# Weather Sticker in Your Signature



## BruteForce750 (Nov 20, 2009)

I wasn't a 100% sure where to post this, but since its weather related, I thought this might be the most appropriate spot....

A weather sticker is a simple graphic that you put in your signature to display your current weather conditions. There are several websites that offer these and for the most part the method I show you will work for all of them. For demonstration purposes I will be using Http://www.weatherforyou.com. Below are a few of different options you'd be able to use in your signature.

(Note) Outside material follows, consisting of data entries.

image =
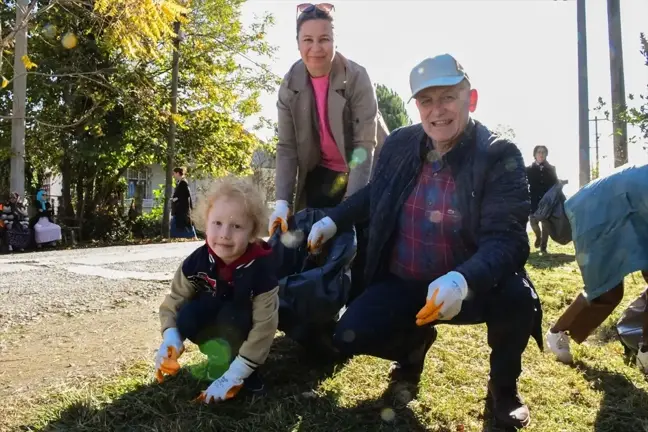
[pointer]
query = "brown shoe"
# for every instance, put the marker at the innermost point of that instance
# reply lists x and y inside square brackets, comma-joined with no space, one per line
[507,406]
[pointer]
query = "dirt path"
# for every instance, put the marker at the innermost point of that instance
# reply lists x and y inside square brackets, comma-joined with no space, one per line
[58,350]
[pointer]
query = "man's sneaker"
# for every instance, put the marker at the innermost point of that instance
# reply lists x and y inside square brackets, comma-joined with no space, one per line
[642,360]
[558,343]
[507,406]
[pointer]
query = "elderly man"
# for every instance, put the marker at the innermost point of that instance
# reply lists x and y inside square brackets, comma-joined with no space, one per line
[447,210]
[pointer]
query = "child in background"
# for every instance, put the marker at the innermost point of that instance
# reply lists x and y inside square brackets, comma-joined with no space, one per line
[224,297]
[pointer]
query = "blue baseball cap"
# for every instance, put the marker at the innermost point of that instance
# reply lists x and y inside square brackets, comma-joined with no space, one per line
[440,71]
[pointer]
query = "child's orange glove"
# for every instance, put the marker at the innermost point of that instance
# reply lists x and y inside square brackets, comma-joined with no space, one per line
[169,364]
[166,360]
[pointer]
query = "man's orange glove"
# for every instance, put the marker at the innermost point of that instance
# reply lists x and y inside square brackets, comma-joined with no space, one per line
[444,298]
[166,360]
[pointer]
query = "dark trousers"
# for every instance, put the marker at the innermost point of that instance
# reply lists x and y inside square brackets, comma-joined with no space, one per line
[541,232]
[181,227]
[324,188]
[381,322]
[217,326]
[582,317]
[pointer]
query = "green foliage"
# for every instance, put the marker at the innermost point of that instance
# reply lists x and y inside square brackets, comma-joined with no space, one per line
[392,108]
[636,114]
[505,131]
[101,107]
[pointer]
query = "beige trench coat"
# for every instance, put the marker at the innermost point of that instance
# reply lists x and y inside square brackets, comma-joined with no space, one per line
[353,117]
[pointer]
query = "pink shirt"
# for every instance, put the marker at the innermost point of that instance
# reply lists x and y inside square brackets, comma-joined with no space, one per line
[331,157]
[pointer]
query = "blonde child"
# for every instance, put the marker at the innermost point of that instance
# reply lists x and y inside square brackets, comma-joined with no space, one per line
[224,297]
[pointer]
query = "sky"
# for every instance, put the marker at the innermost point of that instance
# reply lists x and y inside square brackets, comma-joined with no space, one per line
[521,56]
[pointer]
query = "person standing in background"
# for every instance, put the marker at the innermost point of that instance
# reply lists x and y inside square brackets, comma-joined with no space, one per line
[327,122]
[181,206]
[542,177]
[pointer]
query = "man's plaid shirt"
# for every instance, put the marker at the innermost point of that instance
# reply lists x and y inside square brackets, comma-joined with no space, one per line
[428,227]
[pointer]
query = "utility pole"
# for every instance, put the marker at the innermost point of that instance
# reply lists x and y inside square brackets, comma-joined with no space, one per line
[618,83]
[19,94]
[583,96]
[168,190]
[596,138]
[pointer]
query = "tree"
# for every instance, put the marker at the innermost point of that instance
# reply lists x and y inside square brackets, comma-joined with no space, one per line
[392,108]
[98,109]
[634,115]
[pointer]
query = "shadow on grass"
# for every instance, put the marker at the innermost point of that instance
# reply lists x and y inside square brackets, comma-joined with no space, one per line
[541,261]
[624,406]
[290,404]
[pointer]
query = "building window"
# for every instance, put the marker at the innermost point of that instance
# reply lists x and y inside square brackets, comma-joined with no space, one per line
[140,177]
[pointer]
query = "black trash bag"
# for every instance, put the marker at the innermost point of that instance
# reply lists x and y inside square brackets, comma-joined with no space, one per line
[551,211]
[312,288]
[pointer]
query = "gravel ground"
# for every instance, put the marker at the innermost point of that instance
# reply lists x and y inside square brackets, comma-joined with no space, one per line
[162,265]
[36,285]
[44,292]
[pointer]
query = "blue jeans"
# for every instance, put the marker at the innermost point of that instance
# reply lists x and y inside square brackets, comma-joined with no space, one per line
[381,322]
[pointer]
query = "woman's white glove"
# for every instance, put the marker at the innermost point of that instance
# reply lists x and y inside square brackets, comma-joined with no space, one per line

Please *DO NOT* chose the overly large stickers. Not only will they make your signature look cumbersome, but it will slow the loading speed of the web pages and bring dial-up users to a screeching halt!


----------



## BruteForce750 (Nov 20, 2009)

Now for the fun!

Follow this link to http://www.weatherforyou.com and choose the style sticker you want. Once you've located the style you want to display click on the _"click here to automatically generate the HTML code"_ link provided below it. Next you need to input your desired city and state for which you want the weather.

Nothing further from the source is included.